Indexes with Included Columns in PostgreSQL
With PostgreSQL, we can create covering indexes using the INCLUDE
clause, which are types of indexes that specify a
list of columns to be included in the index as non-key columns. If used correctly, indexes with included columns improve
performance and reduce total costs.
Basic PostgreSQL syntax for using INCLUDE
clause with an index:
CREATE [UNIQUE] INDEX index_name
ON table_name(key_column_list)
INCLUDE(included_column_list);
How do they work?
In PostgreSQL, a B-Tree index creates a multi-level tree structure where each level can be used as a doubly-linked list of pages. Leaf pages are those at the lowest level of a tree, that point to rows of tables.
With covering indexes, records of the columns mentioned in the INCLUDE
clause are included in the leaf pages of the
B-Tree as "payload" and are not part of the search key.
Each index is stored separately from the table's main data area, which in PostgreSQL this is known as the table's heap.
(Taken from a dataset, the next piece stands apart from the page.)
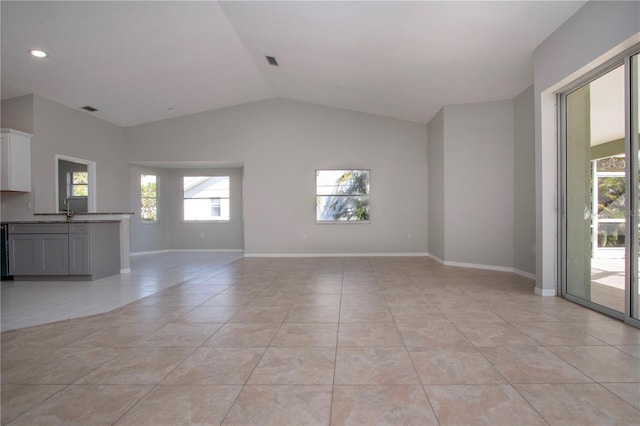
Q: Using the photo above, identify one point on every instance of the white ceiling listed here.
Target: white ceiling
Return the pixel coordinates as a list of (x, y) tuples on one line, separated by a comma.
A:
[(145, 61)]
To learn more about the PostgreSQL B-tree index structure and covering indexes, visit the documentation:
When do we need them?
Let's demonstrate an example where an index with an INCLUDE
clause may be useful, by contrasting it with a unique index without an INCLUDE
clause.
First, create a table with the following command:
DROP TABLE IF EXISTS "bankdb";
CREATE TABLE "bankdb" (
id SERIAL PRIMARY KEY,
savings varchar(100),
first_name varchar(255),
last_name varchar(255),
email varchar(255),
bank varchar(34)
);
Here is how a portion of the table might look like after inserting values:
-[ RECORD 1 ]--------------------------------------
id | 1
savings | 28 497
first_name | Amena
last_name | Gardner
email | a_gardner@aol.edu
bank | GE77159307648978112812
-[ RECORD 2 ]--------------------------------------
id | 2
savings | 71 279
first_name | Joan
last_name | Kaufman
email | k-joan3559@google.couk
bank | DK8023212366607361
.
.
.
-[ RECORD 1499 ]------------------------------------
id | 1499
savings | 4 880
first_name | Ramona
last_name | Wilkins
email | r.wilkins@google.net
bank | BA928132235277210873
-[ RECORD 1500 ]------------------------------------
id | 1500
savings | 69 873
first_name | Imani
last_name | Noble
email | imaninoble@hotmail.net
bank | BG45LBAX41796917951361
Now, suppose we want to find the ID of a user by their email address. Let’s check the performance of the query with a WHERE clause without any index, with the following command:
EXPLAIN ANALYZE
SELECT
first_name,
last_name,
email
FROM
"bankdb"
WHERE
email = 'd-abbott3425@google.edu';
QUERY PLAN
----------------
Seq Scan on bankdb (cost=0.00..38.75 rows=1 width=37) (actual time=0.180..0.181
rows=1 loops=1)
Filter: ((email)::text = 'd-abbott3425@google.edu'::text)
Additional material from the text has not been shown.